Cyprus lawmakers to vote again next week on revised, bailout-mandated privatization bill

NICOSIA, Cyprus – Lawmakers in Cyprus will vote again next week on a privatization bill that the country needs to secure the next batch of rescue money and avoid bankruptcy.

A bill failed this week amid concerns that workers’ rights would not be safeguarded, but revisions were approved Friday.

Prodromos Prodromou, the spokesman for the ruling Democratic Rally party, told The Associated Press that lawmakers will convene Tuesday — a day before the deadline set by creditors in order to release a 236 million-euro ($326 million) installment.

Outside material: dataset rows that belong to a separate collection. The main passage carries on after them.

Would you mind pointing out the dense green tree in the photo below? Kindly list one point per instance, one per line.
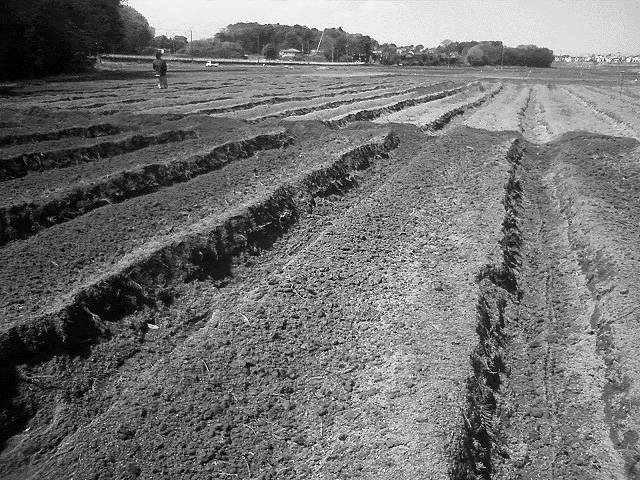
(213, 48)
(254, 36)
(47, 36)
(270, 52)
(137, 32)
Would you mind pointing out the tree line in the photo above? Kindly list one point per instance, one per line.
(40, 37)
(466, 53)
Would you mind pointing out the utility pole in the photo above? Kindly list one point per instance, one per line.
(321, 36)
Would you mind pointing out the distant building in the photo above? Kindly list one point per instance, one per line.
(289, 53)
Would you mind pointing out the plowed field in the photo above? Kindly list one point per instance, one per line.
(277, 273)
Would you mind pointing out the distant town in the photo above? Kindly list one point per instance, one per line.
(609, 58)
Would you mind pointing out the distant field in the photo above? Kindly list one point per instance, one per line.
(321, 272)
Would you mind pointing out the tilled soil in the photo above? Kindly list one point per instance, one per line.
(338, 300)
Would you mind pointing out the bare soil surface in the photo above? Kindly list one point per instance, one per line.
(435, 277)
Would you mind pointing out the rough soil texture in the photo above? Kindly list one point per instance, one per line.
(408, 297)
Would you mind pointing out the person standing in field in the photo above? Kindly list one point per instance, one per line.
(160, 67)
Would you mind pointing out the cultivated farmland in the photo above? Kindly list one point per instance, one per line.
(283, 273)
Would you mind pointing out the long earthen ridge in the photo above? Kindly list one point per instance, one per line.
(475, 449)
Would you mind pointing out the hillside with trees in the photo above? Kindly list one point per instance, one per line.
(468, 53)
(42, 37)
(336, 43)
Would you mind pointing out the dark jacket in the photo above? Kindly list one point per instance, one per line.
(160, 66)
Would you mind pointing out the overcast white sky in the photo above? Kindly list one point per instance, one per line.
(565, 26)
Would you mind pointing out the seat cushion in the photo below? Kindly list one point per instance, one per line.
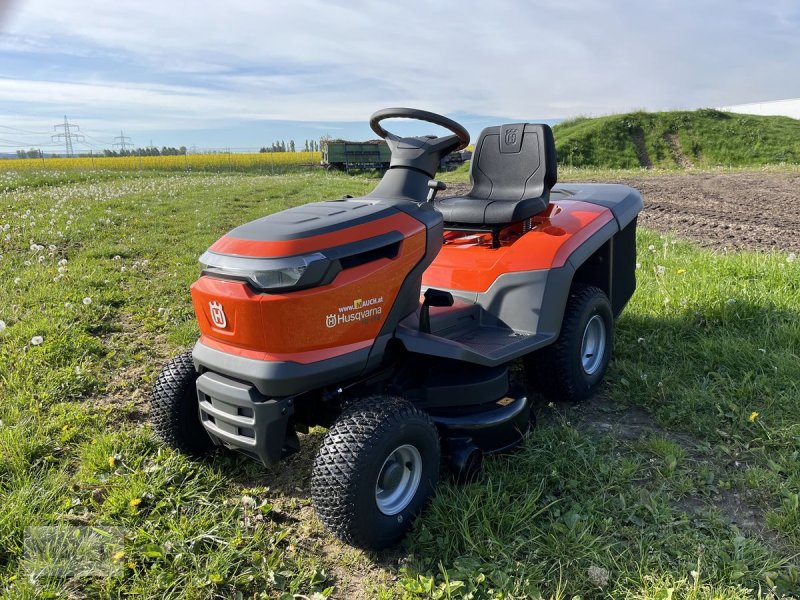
(512, 171)
(469, 210)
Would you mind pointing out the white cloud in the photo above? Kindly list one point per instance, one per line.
(201, 62)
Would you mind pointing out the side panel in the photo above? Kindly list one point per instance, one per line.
(476, 266)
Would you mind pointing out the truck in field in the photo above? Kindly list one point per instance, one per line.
(372, 155)
(346, 156)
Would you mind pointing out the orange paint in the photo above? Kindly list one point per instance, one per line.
(312, 324)
(468, 262)
(401, 222)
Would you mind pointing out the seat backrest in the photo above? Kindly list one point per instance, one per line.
(514, 162)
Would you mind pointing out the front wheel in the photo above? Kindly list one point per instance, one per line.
(174, 410)
(573, 367)
(375, 470)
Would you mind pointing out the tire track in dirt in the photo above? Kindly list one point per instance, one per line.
(725, 211)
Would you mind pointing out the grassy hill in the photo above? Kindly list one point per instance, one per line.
(701, 138)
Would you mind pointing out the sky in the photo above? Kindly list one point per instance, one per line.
(243, 73)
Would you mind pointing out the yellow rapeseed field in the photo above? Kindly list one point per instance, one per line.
(191, 162)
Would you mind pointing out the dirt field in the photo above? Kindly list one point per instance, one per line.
(726, 211)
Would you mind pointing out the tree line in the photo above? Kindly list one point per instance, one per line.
(150, 151)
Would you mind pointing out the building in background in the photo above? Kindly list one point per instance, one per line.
(782, 108)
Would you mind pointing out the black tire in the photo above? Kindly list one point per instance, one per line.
(557, 372)
(353, 456)
(174, 411)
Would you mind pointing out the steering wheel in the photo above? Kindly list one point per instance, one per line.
(419, 115)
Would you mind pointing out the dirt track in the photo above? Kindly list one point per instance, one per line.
(727, 211)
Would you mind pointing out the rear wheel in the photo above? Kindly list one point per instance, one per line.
(375, 470)
(573, 367)
(174, 410)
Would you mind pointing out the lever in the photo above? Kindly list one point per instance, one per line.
(433, 297)
(434, 185)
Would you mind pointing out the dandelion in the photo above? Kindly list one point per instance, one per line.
(598, 576)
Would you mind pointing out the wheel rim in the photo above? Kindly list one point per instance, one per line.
(398, 479)
(593, 346)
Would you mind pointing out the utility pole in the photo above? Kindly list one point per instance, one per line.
(68, 135)
(123, 140)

The privatization of state-owned companies is a critical element of a 10 billion-euro ($13.81 billion) rescue package for Cyprus, which agreed to the measures a year ago in a deal with other eurozone countries and the International Monetary Fund.

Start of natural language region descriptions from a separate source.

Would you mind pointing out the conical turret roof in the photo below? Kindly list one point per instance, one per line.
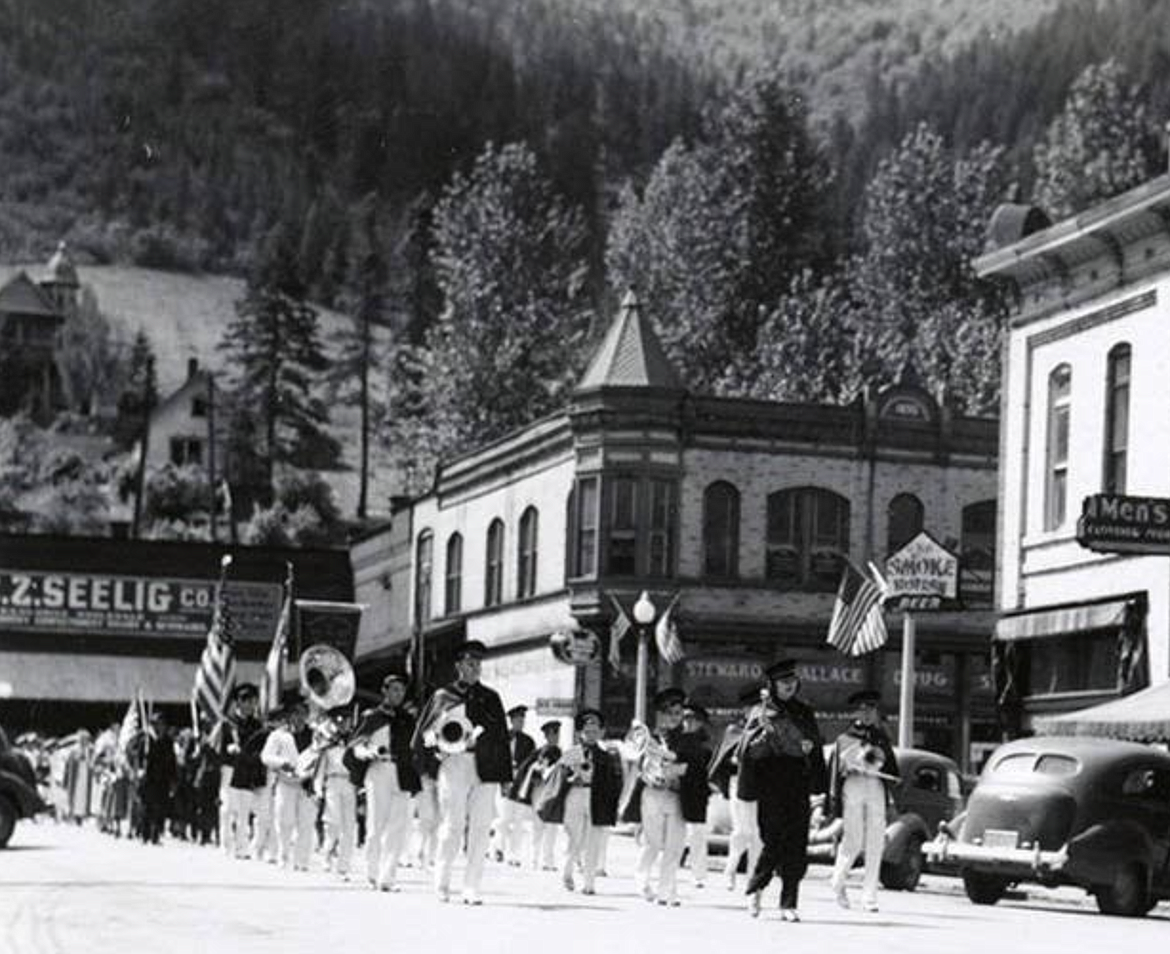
(631, 354)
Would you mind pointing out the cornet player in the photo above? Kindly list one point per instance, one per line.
(293, 807)
(468, 781)
(383, 741)
(860, 768)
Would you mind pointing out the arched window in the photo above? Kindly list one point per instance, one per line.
(807, 537)
(1116, 419)
(1060, 391)
(721, 530)
(977, 554)
(454, 580)
(903, 521)
(525, 567)
(424, 567)
(494, 565)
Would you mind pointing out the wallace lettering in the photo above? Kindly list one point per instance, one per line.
(125, 605)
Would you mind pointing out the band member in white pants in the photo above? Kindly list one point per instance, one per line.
(860, 768)
(383, 741)
(294, 810)
(663, 829)
(468, 781)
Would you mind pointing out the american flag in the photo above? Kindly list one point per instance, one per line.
(666, 635)
(858, 625)
(274, 668)
(618, 630)
(215, 674)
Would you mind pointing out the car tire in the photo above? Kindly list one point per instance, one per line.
(906, 874)
(983, 889)
(1128, 896)
(7, 819)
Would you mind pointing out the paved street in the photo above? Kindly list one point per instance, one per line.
(67, 890)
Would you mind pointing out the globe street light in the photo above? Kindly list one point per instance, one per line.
(644, 616)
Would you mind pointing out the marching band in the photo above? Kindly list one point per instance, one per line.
(467, 779)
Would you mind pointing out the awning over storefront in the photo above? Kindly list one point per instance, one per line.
(1143, 716)
(1061, 620)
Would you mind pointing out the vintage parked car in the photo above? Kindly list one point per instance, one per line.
(1089, 812)
(19, 797)
(930, 791)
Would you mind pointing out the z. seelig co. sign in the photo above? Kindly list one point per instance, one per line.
(128, 605)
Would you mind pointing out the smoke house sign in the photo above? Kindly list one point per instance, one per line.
(1113, 523)
(128, 605)
(922, 569)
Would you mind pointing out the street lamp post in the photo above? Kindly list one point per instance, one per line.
(644, 616)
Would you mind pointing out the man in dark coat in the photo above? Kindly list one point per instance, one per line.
(780, 767)
(158, 779)
(695, 790)
(382, 742)
(591, 800)
(461, 741)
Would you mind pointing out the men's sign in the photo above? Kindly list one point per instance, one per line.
(130, 605)
(1113, 523)
(922, 568)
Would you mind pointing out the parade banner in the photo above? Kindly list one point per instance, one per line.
(112, 604)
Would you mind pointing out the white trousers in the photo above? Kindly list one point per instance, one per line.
(466, 807)
(341, 821)
(387, 822)
(744, 832)
(584, 839)
(865, 830)
(665, 835)
(295, 818)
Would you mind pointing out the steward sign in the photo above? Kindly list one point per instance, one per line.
(1112, 523)
(924, 568)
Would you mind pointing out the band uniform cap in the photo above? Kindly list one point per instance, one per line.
(782, 668)
(584, 715)
(473, 649)
(865, 698)
(245, 691)
(667, 698)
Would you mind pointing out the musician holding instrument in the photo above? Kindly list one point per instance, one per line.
(461, 741)
(782, 769)
(862, 767)
(293, 807)
(383, 742)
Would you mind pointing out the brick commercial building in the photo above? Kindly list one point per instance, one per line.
(743, 509)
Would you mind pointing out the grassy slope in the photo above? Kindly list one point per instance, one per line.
(185, 315)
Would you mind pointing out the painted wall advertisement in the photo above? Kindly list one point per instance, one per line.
(131, 605)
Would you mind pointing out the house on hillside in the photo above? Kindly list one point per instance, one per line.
(736, 514)
(32, 313)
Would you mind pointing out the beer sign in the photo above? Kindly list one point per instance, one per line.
(922, 568)
(1114, 523)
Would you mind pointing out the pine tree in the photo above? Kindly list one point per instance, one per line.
(1099, 145)
(275, 358)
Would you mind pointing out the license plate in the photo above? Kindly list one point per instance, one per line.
(996, 837)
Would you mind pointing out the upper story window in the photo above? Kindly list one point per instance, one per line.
(185, 451)
(721, 530)
(494, 565)
(977, 554)
(807, 537)
(623, 524)
(904, 521)
(525, 567)
(422, 580)
(1116, 419)
(453, 595)
(1060, 391)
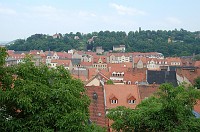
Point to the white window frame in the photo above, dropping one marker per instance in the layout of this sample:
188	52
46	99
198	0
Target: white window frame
131	101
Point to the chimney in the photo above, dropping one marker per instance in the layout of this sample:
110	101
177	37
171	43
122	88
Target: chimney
109	69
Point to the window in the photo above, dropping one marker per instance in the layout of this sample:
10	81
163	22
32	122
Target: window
113	101
131	101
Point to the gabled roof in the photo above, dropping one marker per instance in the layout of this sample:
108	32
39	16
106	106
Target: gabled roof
97	58
61	62
197	64
120	65
147	90
131	97
160	77
121	92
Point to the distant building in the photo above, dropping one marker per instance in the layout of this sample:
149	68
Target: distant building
76	37
119	48
56	36
99	50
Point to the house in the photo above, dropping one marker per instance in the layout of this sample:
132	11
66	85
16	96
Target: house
57	36
96	92
80	73
66	63
121	95
99	62
147	90
188	74
173	61
139	62
119	48
124	74
99	50
10	61
148	55
197	64
63	55
160	77
119	57
86	58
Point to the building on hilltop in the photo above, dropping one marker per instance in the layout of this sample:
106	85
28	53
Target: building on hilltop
119	48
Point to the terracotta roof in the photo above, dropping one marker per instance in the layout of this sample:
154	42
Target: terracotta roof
64	55
96	58
197	106
117	65
86	63
120	54
17	56
121	92
61	62
189	74
81	77
173	59
92	72
147	90
143	59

But opposition to the privatization plans has become strong, especially from left-wing parties that fear mass layoffs and the sell-off of national wealth.

“Privatizations are a clear obligation,” Finance Minister Harris Georgiades said. “We have to understand that that if we sink, then we’ll all go down together.”

Workers at the state electricity, telecommunications and ports authorities have staged strikes to protest.

Meanwhile, Cyprus’ largest bank said Friday that its business has started to show signs of stability after a year of turmoil.

Bank of Cyprus CEO John Hourican said deposit losses have slowed in recent months and bad loans levelled off.

Deposits shrank in the fourth quarter of 2013 by half a billion euros to nearly 15 billion euros, only a third of deposit outflows seen in the previous quarter. Although bad loans increased five percentage points to 53 per cent in the fourth quarter, the rise was much smaller than the 12-point rise in the third quarter.

The terms of the rescue took a huge toll on Cypriot banks after authorities seized large chunks of uninsured deposits, shut down the second largest lender and imposed capital controls.